4. John | December 23rd, 2009 at 1:17 pm
Speaking of trusting your tailor:
http://www.gq.com/style/blogs/the-gq-eye/2009/12/what-you-can-learn-from-americas-greatest-living-tailor.html
5. Becca | December 23rd, 2009 at 7:21 pm
This was interesting and helpful for women to think about too. One bit I would add is that the shopper should consider his (or her) lifestyle when deciding what to get. My mom used to always try to convince me to buy nice dress clothes but they really weren’t necessary for me – they were too nice for my work and I don’t go to fancy events often. Of course you should have a good suit and some other dressier options, but if you don’t need to wear a suit to work perhaps don’t spend a huge portion of your shopping dollars on multiple suits and get more casual classics instead.
Also, I totally agree about ridiculous pocket designs on jeans – those are awful.
6. Amanda | December 25th, 2009 at 12:55 am
If you’d like to get a bold dress shirt, I’m absolutely in love with dark, rich purple. Purple is such a flattering color on darn near everyone. Sadly it is often overlooked.
http://ecx.images-amazon.com/images/I/41qA6Fu2y3L._AA280_.jpg
The shade of an eggplant really, not something overly pink.
7. Tina | December 26th, 2009 at 4:00 am
This list seems overthought and boring. It appears everywhere and shows no imagination. Sure, the items you listed are classic, but it seems youve created a system that runs you and not the other way around.
Its almost predictable.
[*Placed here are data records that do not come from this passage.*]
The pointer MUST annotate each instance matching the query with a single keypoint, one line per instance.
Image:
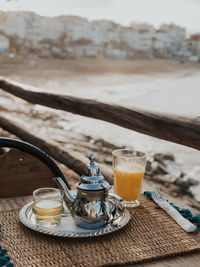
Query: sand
(158, 85)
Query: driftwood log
(72, 159)
(177, 129)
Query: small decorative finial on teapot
(93, 206)
(92, 167)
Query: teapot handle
(117, 207)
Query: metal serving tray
(67, 226)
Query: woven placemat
(150, 234)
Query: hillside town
(65, 37)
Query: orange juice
(128, 179)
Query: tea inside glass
(48, 206)
(128, 170)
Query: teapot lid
(93, 179)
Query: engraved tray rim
(72, 234)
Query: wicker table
(184, 260)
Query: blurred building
(71, 36)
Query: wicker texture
(150, 234)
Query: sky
(185, 13)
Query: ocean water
(174, 93)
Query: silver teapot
(93, 206)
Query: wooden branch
(71, 159)
(177, 129)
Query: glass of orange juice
(128, 168)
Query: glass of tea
(128, 168)
(48, 206)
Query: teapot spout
(69, 199)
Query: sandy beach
(158, 85)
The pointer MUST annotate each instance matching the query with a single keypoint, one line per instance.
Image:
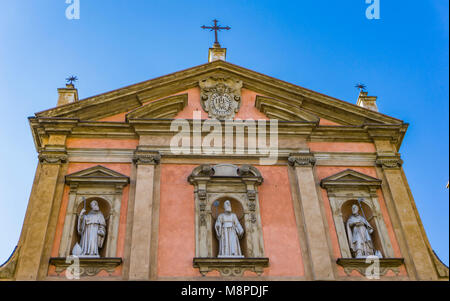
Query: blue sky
(327, 46)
Break free a little, will you?
8. Gary | December 27th, 2009 at 12:44 pm
The list is a fine traditional list, especially if your lifestyle warrants wearing these garments. But frankly I can’t think of a duller way to spend a windfall. Personally I’d use the money to buy “fun” things to wear, i.e., things you enjoy wearing. But do take some time carefully to consider quality and style.
9. alex | December 30th, 2009 at 1:04 pm
This is a wonderful post, I think every man who needs a place to start should read this. One thing is missing though: shoes. You have a great eye for style and quality I bet you could write a whole post just on shoes.
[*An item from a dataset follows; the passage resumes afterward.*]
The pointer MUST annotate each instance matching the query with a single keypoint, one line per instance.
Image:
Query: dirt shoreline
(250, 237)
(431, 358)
10. Shanita | January 1st, 2010 at 10:13 pm
H&M is agood brand that isn’t pricey. I use to shop there alot when I was in Germany. You can still look nice when not wearing name brands. Style is in……. And I’m rocking pink.
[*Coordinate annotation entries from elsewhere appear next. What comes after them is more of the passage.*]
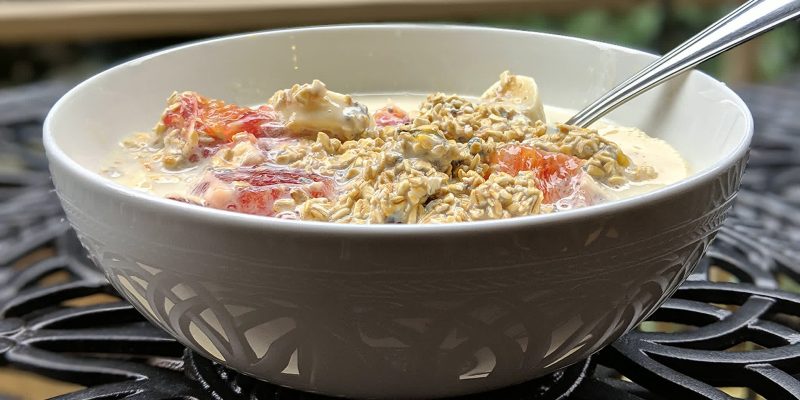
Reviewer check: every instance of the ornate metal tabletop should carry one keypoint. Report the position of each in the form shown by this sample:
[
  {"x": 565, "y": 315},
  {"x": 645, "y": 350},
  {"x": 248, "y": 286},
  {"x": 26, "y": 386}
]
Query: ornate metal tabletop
[{"x": 732, "y": 330}]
11. Yorky | January 9th, 2010 at 4:42 am
This advice was great, for 1965. These days black suits in the daytime are very common and aren’t considered “inappropriate” except by folks who care enough to write blog posts on the subject.
12. Tom G | January 12th, 2010 at 3:28 pm
Here’s GQ’s style guy on black suits in the daytime…
“I would probably wear a black suit to work on days when I was also attending a funeral.”
http://www.gq.com/style/style-guy/suiting/200307/black-wearing-frequency
He also notes, however, that it’s a matter of taste, and there are many people who wear black regularly.
13. Ivy | January 20th, 2010 at 8:42 am
Sounds like a great way to waste a whole lot of money to be hidden in the pack of other people wearing the same stuff… Well done!!
14. Zain | February 7th, 2010 at 8:57 pm
I disagree about being hidden in the pack. I think the article is very helpful and described how to spend the money exactly the way I might advise someone. Start with the classics, and work your way out to splurging. The reality that while other people may be wearing the same things, the way you wear those things will certainly make you stand out. Besides, trendiness is not for the faint of heart, and, where there’s doubt, an exquisitely made classic will make you look infinitely better than something trendy that makes you feel as though you aren’t wearing your own skin.
15. Judy | May 9th, 2010 at 12:18 am
Thanks a lot for so detailed tips and explanation.
I always find myself in trouble while arranging wardrobe, I followed your tips and happy to get everything arranged in less time.